When we look at the work of Christ on our behalf, we not only see His atonement, which has secured the payment for our sins, we see the ascension of Christ and His ministry at the right hand of the Father as our great High Priest. Here we see in the ministry of Jesus an intercession for those whom the Father has given Him, and a taste of that type of intercession is given to us in the High Priestly Prayer recorded in John 17, where Jesus prays that none whom the Father has given to Him would ever be lost.
Despite the promises of the New Testament, the intercession of Christ on our behalf, and the doctrine of election that point to the certainty of perseverance, we still must take seriously the warnings of apostasy that frequently occur in the New Testament. Paul himself talks about how he has to pummel his body to subdue it, lest he, in the final analysis, becomes a castaway. He speaks of those who have departed from the faith.

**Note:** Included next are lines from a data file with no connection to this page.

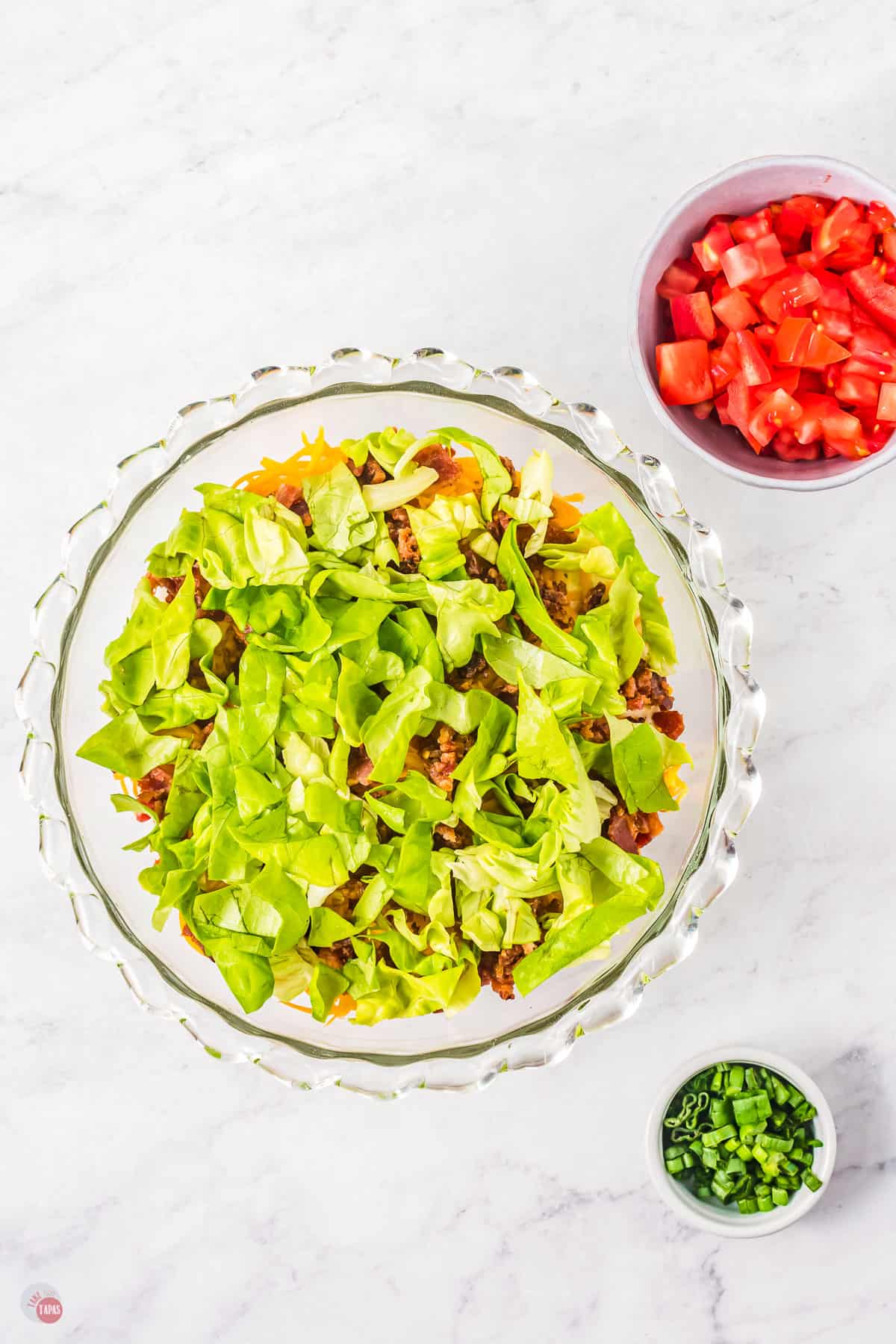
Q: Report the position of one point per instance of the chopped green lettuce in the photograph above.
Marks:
(376, 779)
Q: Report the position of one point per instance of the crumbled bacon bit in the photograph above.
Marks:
(344, 898)
(441, 458)
(292, 497)
(499, 524)
(597, 597)
(669, 722)
(155, 786)
(594, 730)
(399, 530)
(496, 968)
(452, 838)
(556, 535)
(359, 768)
(444, 756)
(370, 472)
(554, 594)
(337, 954)
(479, 567)
(632, 831)
(647, 688)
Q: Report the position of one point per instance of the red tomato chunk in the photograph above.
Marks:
(684, 373)
(783, 324)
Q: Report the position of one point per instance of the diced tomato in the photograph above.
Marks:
(857, 390)
(771, 414)
(810, 381)
(680, 277)
(812, 208)
(724, 362)
(879, 299)
(788, 447)
(753, 261)
(800, 342)
(844, 433)
(857, 249)
(841, 221)
(833, 290)
(880, 217)
(753, 362)
(682, 367)
(887, 402)
(709, 249)
(765, 334)
(750, 228)
(735, 311)
(786, 327)
(739, 403)
(815, 408)
(692, 316)
(788, 379)
(788, 293)
(879, 438)
(874, 343)
(837, 326)
(790, 225)
(852, 448)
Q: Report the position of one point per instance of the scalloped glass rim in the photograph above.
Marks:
(734, 791)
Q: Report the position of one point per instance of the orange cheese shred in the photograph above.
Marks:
(343, 1006)
(314, 457)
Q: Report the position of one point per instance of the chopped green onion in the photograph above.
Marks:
(736, 1133)
(735, 1081)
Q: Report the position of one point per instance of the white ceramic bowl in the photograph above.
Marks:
(727, 1221)
(739, 190)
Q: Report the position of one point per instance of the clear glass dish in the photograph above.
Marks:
(81, 836)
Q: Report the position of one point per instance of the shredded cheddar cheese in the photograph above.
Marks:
(314, 457)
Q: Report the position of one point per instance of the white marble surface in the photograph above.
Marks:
(193, 191)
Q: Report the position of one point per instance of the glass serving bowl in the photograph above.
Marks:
(81, 835)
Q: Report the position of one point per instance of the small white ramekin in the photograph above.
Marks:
(727, 1221)
(742, 188)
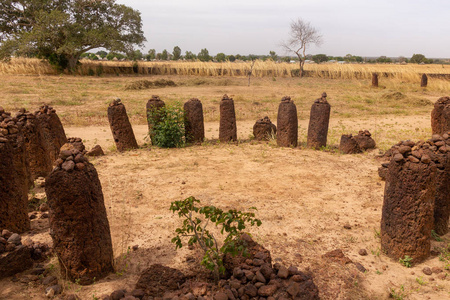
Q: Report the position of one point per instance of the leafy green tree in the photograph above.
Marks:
(302, 35)
(61, 30)
(231, 225)
(203, 55)
(164, 55)
(176, 54)
(220, 57)
(189, 55)
(318, 58)
(273, 55)
(151, 55)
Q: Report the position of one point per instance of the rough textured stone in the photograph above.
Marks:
(408, 206)
(52, 129)
(36, 146)
(424, 80)
(287, 123)
(16, 261)
(231, 262)
(121, 127)
(78, 223)
(440, 116)
(348, 145)
(227, 128)
(193, 124)
(374, 80)
(264, 129)
(365, 140)
(13, 193)
(96, 151)
(154, 114)
(158, 279)
(319, 119)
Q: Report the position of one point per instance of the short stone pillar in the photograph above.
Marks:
(318, 123)
(264, 129)
(408, 206)
(348, 144)
(53, 131)
(287, 123)
(13, 196)
(121, 127)
(78, 222)
(424, 80)
(37, 149)
(440, 116)
(227, 127)
(154, 114)
(374, 80)
(74, 143)
(365, 140)
(193, 121)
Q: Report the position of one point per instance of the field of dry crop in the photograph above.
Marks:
(304, 197)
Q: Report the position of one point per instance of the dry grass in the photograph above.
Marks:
(409, 72)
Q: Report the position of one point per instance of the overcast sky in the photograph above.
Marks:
(358, 27)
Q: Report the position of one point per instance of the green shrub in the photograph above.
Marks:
(231, 224)
(167, 126)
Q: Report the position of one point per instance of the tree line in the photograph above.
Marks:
(204, 55)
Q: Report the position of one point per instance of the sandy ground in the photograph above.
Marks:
(304, 199)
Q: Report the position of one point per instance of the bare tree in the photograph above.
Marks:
(302, 35)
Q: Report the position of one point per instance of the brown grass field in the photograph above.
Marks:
(304, 197)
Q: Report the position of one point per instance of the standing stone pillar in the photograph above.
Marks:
(37, 150)
(193, 122)
(53, 130)
(439, 153)
(121, 127)
(440, 116)
(13, 197)
(263, 129)
(374, 80)
(74, 143)
(12, 130)
(78, 222)
(424, 80)
(287, 123)
(154, 114)
(408, 206)
(365, 140)
(318, 123)
(349, 145)
(227, 127)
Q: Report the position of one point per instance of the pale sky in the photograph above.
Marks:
(359, 27)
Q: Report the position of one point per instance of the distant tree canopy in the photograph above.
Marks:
(190, 56)
(203, 55)
(61, 30)
(318, 58)
(420, 58)
(220, 57)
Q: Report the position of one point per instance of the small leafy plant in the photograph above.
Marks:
(167, 125)
(407, 261)
(195, 221)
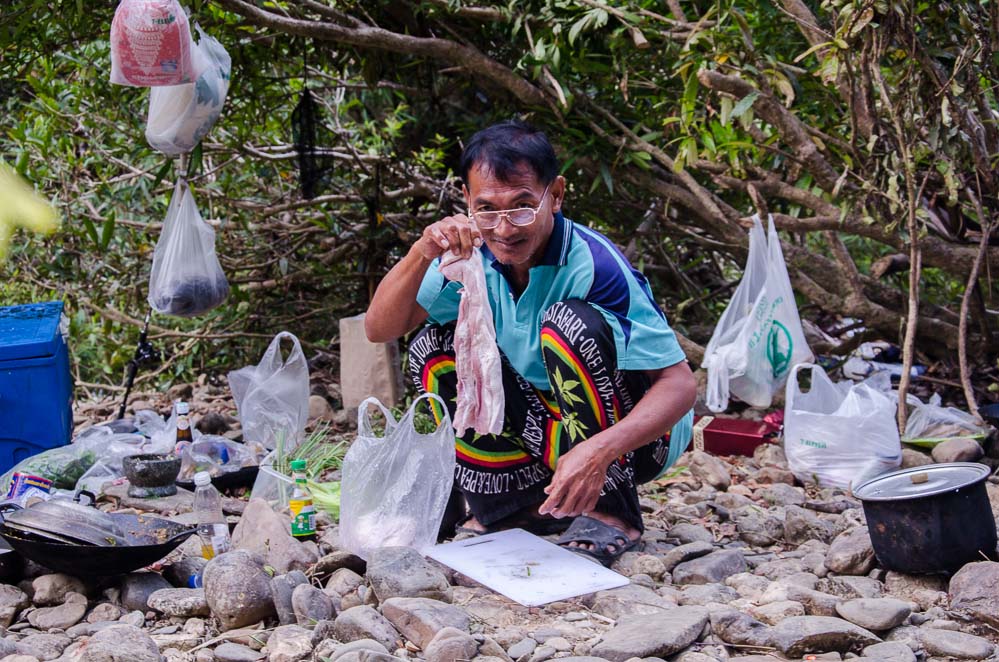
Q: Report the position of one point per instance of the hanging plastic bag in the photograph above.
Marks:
(273, 396)
(394, 488)
(759, 336)
(187, 279)
(929, 424)
(150, 44)
(839, 434)
(181, 115)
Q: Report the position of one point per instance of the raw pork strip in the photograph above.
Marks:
(477, 362)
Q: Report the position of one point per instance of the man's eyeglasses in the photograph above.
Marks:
(487, 220)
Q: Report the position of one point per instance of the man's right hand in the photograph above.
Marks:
(453, 233)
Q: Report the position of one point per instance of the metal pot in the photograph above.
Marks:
(930, 519)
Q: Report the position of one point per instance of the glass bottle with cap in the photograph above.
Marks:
(212, 527)
(303, 512)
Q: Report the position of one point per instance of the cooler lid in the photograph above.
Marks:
(29, 331)
(926, 480)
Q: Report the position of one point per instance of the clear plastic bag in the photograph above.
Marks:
(181, 115)
(186, 279)
(273, 396)
(839, 434)
(759, 336)
(150, 44)
(929, 424)
(395, 487)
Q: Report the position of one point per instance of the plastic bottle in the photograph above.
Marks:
(303, 513)
(212, 527)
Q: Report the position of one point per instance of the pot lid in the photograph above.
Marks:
(923, 481)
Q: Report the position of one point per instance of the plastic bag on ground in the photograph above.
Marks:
(181, 115)
(395, 487)
(273, 396)
(186, 279)
(929, 424)
(150, 44)
(838, 434)
(759, 336)
(480, 403)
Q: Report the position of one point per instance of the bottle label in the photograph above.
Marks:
(303, 517)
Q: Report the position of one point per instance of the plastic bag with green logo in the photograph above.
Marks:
(759, 336)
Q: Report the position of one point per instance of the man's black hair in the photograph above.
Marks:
(503, 149)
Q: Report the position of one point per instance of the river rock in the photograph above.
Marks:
(851, 553)
(364, 622)
(65, 615)
(974, 590)
(800, 635)
(121, 643)
(652, 635)
(710, 569)
(402, 572)
(264, 532)
(49, 590)
(419, 619)
(181, 602)
(237, 589)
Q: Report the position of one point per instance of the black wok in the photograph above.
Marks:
(148, 539)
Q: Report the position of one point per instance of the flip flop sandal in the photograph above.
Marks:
(602, 536)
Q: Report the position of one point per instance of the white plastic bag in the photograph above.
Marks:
(150, 44)
(394, 488)
(273, 396)
(186, 279)
(181, 115)
(759, 336)
(839, 434)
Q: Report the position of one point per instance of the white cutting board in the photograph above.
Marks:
(526, 568)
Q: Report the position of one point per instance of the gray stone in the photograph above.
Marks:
(181, 602)
(710, 470)
(875, 614)
(230, 652)
(363, 622)
(402, 572)
(451, 645)
(282, 589)
(419, 619)
(974, 590)
(688, 533)
(947, 643)
(50, 590)
(958, 450)
(851, 553)
(686, 552)
(65, 615)
(652, 635)
(264, 532)
(289, 643)
(710, 569)
(734, 627)
(12, 601)
(801, 525)
(702, 594)
(627, 600)
(890, 651)
(121, 643)
(311, 605)
(44, 646)
(237, 589)
(136, 588)
(800, 635)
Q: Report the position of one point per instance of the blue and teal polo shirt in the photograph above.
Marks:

At the end of Paul’s ministry, in his final letter to Timothy, he decried the departure of Demas, who had forsaken Paul, because Demas, a previous co-worker alongside the apostle, loved this present world. And so the assumption is that Demas, as well as others who started out with a vital profession of faith, ended in the destruction and the abyss of apostasy. How else do we understand the urgent warnings given in the sixth chapter of Hebrews? Here we have to say, without straining the text, that the New Testament, despite these warnings of apostasy, makes it clear that those who commit such acts of full and final apostasy were never really believers in the first place. John writes in his epistle: “Those who went out from us were never really among us” (1 John 2:19).
We read in chapter 6 of Hebrews, at the end of the most chilling warning against apostasy: “But we are persuaded of better things from you, things that accompany salvation” (v. 9b). People within the visible church, as was the case in Old Testament Israel, certainly do fall away from the profession of faith that they have made and end in destruction. The same is true in the New Testament community. People can join themselves to the visible church, profess faith in Christ but under duress fall away — in some cases fully and finally. We must conclude from the teaching of Scripture that such cases of apostasy are wrought by people who made a profession of faith, and whose profession was not authentic.
Finally, our basis for confidence in perseverance is really not so much in our ability to persevere as it is in God’s power and grace to preserve us. If we were left to ourselves, in our human weakness, not only could we fall away, we most certainly would fall away. However, the reason we do not fall away, the reason we do endure to the end is because of the grace of our heavenly Father, who by grace called us in the first place. He sustains us by preserving us, even unto our glorification.